Hayato Fukuda; Saki Ito; Kenji Watari; Chihiro Mogi; Mitsuhiro Arisawa; Fumikazu Okajima; Hitoshi Kurose; Satoshi Shuto

doi:10.1021/acsmedchemlett.6b00014

Identification of a Potent and Selective GPR4 Antagonist as a Drug Lead for the Treatment of Myocardial Infarction

ACS Med Chem Lett. 2016 Feb 24;7(5):493-7. doi: 10.1021/acsmedchemlett.6b00014. eCollection 2016 May 12.

Authors

Hayato Fukuda¹, Saki Ito¹, Kenji Watari², Chihiro Mogi³, Mitsuhiro Arisawa¹, Fumikazu Okajima³, Hitoshi Kurose², Satoshi Shuto⁴

Affiliations

¹ Faculty of Pharmaceutical Science, Hokkaido University , Kita-12, Nishi-6, Kita-Ku, Sapporo 060-0812, Japan.
² Department of Pharmacology and Toxicology, Graduate School of Pharmaceutical Sciences, Kyushu University , 3-1-1 Maidashi, Higashi-ku, Fukuoka 812-8582, Japan.
³ Laboratory of Signal Transduction, Institute for Molecular and Cellular Regulation, Gunma University , 3-39-15 Showa-machi, Maebashi 371-8512, Japan.
⁴ Faculty of Pharmaceutical Science, Hokkaido University, Kita-12, Nishi-6, Kita-Ku, Sapporo 060-0812, Japan; Center for Research and Education on Drug Discovery, Hokkaido University, Kita-12, Nishi-6, Kita-Ku, Sapporo 060-0812, Japan.

Abstract

GPR4, a pH-sensing G protein-coupled receptor, is highly expressed in endothelial cells and may be activated in myocardial infarction due the decreased tissue pH. We are interested in GPR4 antagonists as potential effective pharmacologic tools and/or drug leads for the treatment of myocardial infarction.

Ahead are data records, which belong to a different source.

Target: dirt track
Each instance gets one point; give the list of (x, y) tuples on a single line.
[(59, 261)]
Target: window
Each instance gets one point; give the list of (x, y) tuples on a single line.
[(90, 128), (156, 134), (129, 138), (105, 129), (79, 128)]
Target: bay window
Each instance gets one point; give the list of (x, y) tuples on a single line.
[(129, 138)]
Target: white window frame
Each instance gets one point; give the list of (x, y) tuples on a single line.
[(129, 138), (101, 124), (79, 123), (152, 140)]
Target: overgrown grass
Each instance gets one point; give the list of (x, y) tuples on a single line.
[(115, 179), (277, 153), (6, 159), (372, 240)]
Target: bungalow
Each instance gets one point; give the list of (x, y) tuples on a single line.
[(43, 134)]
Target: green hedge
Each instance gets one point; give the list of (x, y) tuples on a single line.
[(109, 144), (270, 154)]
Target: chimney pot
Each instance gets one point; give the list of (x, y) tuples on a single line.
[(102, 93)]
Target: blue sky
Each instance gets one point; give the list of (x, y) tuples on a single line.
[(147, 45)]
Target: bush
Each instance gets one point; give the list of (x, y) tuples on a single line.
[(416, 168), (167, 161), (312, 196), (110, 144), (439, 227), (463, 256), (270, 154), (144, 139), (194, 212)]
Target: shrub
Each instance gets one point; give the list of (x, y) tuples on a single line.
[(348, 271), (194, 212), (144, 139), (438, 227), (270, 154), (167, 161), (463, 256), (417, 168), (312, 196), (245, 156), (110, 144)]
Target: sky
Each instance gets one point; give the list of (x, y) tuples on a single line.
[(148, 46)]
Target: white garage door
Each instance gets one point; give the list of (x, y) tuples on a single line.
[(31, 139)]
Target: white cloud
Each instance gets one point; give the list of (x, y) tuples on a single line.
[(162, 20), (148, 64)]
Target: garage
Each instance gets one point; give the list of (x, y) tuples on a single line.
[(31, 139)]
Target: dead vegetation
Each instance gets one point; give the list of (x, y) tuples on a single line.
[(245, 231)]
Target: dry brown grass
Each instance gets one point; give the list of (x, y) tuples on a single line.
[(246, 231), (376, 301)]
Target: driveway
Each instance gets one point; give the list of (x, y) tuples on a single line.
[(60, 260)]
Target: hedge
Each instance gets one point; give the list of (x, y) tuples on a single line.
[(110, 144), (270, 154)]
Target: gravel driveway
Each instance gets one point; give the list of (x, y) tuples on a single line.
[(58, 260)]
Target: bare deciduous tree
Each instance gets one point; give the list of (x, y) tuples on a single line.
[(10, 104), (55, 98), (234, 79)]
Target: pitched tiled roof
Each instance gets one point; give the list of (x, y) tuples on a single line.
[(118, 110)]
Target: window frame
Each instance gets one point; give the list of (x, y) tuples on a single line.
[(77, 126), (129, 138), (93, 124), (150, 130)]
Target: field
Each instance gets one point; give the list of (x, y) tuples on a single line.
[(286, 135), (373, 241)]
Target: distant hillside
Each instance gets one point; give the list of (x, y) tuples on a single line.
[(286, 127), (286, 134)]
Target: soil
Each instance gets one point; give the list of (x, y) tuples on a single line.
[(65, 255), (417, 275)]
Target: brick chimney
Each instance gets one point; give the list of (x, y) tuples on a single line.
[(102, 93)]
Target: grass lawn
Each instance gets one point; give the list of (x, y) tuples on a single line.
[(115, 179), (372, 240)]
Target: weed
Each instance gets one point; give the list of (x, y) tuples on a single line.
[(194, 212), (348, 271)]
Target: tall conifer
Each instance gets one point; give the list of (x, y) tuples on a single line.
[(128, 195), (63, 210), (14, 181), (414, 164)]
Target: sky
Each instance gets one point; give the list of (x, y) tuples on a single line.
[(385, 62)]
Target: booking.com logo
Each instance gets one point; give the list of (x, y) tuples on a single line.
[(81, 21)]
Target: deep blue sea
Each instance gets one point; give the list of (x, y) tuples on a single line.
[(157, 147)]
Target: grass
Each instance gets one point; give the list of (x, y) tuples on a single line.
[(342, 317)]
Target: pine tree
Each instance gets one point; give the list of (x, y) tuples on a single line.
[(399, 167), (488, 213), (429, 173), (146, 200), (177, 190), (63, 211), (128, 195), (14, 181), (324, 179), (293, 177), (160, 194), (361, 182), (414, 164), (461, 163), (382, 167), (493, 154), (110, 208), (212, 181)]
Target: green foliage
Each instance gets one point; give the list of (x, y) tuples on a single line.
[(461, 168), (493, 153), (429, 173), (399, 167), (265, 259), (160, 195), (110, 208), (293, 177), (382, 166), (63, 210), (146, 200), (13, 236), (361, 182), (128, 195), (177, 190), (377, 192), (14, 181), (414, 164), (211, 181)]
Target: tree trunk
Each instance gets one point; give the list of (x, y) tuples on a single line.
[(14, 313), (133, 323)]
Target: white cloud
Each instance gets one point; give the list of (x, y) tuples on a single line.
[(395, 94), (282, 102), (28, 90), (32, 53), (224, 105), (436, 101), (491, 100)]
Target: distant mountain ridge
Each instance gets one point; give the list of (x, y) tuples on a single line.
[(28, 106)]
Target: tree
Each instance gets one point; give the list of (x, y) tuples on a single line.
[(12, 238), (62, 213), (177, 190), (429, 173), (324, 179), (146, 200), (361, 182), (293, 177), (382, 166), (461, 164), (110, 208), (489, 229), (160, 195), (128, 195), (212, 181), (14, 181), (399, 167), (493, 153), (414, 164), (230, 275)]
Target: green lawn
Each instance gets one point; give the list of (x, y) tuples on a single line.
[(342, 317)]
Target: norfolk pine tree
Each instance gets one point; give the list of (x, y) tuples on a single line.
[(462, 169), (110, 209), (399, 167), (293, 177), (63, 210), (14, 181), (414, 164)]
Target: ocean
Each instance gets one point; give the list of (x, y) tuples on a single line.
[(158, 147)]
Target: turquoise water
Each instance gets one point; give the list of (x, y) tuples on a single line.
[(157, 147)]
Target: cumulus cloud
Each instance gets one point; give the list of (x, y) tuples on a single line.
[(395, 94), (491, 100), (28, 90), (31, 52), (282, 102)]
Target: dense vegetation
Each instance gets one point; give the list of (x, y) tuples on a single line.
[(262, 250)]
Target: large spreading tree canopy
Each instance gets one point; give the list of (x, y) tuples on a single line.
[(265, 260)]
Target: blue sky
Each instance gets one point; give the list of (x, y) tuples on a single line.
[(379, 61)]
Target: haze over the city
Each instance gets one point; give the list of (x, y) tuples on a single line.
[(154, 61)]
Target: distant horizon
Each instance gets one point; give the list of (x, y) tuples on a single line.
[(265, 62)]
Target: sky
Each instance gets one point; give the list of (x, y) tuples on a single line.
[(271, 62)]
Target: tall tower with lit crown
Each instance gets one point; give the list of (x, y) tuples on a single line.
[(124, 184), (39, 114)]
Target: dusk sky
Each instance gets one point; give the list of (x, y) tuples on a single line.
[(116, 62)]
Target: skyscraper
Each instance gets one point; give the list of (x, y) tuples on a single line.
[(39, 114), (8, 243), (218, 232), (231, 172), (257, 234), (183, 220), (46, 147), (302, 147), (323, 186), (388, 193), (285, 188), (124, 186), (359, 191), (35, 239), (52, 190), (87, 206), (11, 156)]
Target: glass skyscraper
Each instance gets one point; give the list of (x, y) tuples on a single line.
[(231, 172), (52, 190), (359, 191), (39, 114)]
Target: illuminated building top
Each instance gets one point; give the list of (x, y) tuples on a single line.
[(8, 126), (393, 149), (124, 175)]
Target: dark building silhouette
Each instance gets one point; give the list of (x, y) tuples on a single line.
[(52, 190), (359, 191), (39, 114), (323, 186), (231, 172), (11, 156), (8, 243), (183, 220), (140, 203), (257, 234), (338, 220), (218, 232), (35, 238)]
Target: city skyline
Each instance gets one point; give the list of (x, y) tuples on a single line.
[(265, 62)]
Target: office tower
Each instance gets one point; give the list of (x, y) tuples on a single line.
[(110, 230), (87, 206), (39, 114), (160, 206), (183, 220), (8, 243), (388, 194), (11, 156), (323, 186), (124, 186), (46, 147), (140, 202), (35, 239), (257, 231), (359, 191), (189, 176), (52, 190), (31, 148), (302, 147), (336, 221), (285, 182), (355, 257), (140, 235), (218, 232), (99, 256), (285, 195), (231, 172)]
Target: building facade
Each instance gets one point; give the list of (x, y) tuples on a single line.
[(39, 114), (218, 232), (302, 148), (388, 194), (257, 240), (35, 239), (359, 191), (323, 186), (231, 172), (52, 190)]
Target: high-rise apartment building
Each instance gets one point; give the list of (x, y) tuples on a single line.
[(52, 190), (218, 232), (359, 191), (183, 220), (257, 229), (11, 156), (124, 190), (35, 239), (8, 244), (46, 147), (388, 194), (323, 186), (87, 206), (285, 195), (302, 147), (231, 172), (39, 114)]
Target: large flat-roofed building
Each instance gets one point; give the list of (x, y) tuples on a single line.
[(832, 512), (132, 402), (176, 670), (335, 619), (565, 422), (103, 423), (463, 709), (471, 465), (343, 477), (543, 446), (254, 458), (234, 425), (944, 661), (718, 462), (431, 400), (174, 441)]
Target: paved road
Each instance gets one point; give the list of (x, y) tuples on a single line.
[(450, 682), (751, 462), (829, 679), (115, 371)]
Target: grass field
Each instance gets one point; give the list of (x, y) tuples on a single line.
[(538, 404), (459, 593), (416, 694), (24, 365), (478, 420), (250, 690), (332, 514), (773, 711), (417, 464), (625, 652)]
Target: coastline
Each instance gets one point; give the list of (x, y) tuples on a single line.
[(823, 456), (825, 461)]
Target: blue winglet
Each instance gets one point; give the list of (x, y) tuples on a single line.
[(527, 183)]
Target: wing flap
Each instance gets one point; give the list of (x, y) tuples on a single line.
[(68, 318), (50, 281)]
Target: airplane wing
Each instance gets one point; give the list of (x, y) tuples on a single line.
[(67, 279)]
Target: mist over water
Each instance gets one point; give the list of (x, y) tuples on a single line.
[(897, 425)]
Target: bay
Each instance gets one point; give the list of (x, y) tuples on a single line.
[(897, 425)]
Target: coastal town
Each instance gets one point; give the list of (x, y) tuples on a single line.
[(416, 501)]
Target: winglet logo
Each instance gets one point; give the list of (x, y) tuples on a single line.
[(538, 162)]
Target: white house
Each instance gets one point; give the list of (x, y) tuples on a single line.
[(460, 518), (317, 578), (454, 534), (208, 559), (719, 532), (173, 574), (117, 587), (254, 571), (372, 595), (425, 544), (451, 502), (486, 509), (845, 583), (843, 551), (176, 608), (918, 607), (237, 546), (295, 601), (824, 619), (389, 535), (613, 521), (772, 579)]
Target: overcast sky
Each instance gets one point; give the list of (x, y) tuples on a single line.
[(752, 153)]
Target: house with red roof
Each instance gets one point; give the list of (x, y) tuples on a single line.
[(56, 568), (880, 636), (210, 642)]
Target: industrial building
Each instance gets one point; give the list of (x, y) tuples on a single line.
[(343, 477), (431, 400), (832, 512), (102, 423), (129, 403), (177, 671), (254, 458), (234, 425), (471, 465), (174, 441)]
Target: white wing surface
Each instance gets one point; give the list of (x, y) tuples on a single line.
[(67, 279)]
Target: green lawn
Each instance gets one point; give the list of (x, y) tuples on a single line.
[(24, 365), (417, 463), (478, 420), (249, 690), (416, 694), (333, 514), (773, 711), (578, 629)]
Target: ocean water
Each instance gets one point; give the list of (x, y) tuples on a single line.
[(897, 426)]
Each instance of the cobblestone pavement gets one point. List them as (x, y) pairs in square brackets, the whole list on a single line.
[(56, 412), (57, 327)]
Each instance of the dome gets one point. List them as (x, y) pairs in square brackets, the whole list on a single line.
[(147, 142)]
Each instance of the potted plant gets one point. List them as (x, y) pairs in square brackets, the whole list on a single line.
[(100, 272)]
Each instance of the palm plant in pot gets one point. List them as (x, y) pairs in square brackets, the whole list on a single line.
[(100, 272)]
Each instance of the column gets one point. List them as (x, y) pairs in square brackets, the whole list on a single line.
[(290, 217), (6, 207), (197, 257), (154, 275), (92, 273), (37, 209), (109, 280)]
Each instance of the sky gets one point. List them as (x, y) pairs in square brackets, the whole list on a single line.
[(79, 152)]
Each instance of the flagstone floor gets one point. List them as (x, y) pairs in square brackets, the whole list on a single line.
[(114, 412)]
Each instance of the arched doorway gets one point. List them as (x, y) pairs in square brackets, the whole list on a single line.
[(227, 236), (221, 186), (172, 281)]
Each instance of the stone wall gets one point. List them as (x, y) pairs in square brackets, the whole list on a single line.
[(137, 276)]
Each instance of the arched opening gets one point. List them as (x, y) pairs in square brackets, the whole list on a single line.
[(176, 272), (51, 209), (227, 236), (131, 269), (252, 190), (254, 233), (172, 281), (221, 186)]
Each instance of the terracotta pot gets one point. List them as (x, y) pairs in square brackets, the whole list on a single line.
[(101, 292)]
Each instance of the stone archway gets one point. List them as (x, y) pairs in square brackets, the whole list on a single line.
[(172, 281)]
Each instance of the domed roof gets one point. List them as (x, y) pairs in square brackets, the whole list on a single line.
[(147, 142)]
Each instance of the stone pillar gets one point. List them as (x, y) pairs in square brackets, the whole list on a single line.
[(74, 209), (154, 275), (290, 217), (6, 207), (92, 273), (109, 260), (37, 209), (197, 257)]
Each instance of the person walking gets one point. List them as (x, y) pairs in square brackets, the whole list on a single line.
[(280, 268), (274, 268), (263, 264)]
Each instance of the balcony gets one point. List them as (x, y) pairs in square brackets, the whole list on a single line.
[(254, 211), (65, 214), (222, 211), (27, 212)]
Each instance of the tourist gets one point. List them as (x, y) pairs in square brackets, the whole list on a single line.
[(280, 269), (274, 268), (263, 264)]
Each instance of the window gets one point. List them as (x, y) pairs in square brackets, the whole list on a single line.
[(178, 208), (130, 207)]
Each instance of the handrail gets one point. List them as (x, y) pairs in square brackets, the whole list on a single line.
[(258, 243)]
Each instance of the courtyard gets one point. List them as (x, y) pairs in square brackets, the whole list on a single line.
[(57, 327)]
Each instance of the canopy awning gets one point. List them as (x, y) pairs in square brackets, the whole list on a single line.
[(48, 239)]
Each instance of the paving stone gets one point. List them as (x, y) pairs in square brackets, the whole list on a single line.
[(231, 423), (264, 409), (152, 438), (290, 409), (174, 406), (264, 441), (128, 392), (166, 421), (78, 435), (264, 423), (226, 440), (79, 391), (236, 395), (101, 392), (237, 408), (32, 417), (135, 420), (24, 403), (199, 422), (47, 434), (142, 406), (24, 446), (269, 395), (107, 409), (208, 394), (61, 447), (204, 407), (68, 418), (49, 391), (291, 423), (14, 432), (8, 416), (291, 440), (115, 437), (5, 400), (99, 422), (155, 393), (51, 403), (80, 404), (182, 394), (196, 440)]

We investigated the structure-activity relationship of a known GPR4 antagonist 1 as a lead compound to identify 3b as the first potent and selective GPR4 antagonist, whose effectiveness was demonstrated in a mouse myocardial infarction model.

Keywords: GPR4; dibenzazepine derivatives; myocardial infarction; pH-sensing GPCR.